HUDSON—With the closure of some restaurants in the city during the coronavirus, Swoon’s chef Jaime Parry and le Perche’s John Carr were temporarily out of work.
Mr. Parry was trained at Montrachet and Tribeca Grill in New York and Mr. Carr had a career at Sfogia and with Eli Zabar in the city before they came north.
Both have been creating high-end dinners in Hudson for several years. Now, they were hoping to use their talents to help during the crisis, according to a press release.
First they found an outlet for their skills cooking lunches at the venerable Salvation Army kitchen, which has been serving food for years and had seen a doubling of demand within a week of the outbreak.
Then Carole Clark approached them with an idea. She wanted to create a fully-working soup kitchen within a month. Ms. Clark, herself a former chef, was proprietor of Charleston Restaurant, an early fine-dining restaurant in Hudson. Now quarantined, Ms. Clark was looking for a way to serve from home the growing numbers of families in need.
Given the emergency and the temporary nature of the soup kitchen, she decided against forming her own non-profit. Instead, with the help of her friend, Pamela Kline, she gathered local religious, political and established non-profits to provide the structure and systems she needed to get started, the release said.
Christ Church Episcopal loaned its kitchen, the First Presbyterian Church provided the basis for collecting donations; and the sponsorship of the Columbia County Democratic Committee supplied liability insurance.
The Columbia County Recovery Kitchen was born.
Now Ms. Clark needed the people to feed and the means to feed them. Her focus was on, but not limited to, the particularly vulnerable immigrant communities. So, she reached out to the county social services, the Columbia County Sanctuary Movement, and public school social workers, who provided the lists of recipients. With the help of these agents and local towns, she also found volunteer drivers to deliver the meals.

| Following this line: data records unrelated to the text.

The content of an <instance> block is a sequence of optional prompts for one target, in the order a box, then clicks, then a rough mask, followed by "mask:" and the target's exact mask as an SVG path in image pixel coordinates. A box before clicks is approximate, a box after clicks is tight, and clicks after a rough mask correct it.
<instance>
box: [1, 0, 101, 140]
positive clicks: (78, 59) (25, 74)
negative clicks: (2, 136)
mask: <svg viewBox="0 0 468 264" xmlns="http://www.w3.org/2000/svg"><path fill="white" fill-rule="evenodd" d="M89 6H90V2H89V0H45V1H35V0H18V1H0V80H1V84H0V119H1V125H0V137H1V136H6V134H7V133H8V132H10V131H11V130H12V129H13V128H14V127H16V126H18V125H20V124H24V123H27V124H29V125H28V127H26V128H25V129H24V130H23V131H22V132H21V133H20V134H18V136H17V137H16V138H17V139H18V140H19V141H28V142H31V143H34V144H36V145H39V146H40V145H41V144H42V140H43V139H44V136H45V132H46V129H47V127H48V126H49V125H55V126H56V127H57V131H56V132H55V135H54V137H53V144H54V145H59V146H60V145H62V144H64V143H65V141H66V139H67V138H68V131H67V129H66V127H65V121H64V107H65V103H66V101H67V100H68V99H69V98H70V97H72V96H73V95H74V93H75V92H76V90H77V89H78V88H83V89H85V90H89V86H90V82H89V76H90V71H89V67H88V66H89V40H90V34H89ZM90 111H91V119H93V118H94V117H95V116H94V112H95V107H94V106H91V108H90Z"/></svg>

The local established soup kitchens rely mostly on generous but random donations from local supermarkets and the regional food bank. Unlike them, the Recovery Kitchen does not receive food donations but is relying on private donations, a GoFundMe campaign, and a grant from the Berkshire Taconic Community Foundation. This gives Chef Parry and Chef Carr the opportunity to develop their own menus, purchase selected ingredients from wholesalers and local farms, and cook healthy delicious meals for people who need them the most and who have the least access to them.
This Recovery Kitchen was up in running within a month of conception, with Ms. Clark and Ms. Kline splitting the organizational and management tasks to maintain a smooth running operation. On day 3 after its launch on April 24, the chefs created 200 dinners.
The funding sources for the Recovery Kitchen are most likely not sustainable over the long term, but the money they are now bringing in should keep the kitchen going until the end of the crisis and, with luck, beyond. When asked what he would do when restaurants opened again, Mr. Parry said in the release, “This has brought me back to the beginning, cooking for people. I will find a way to continue what we have started.”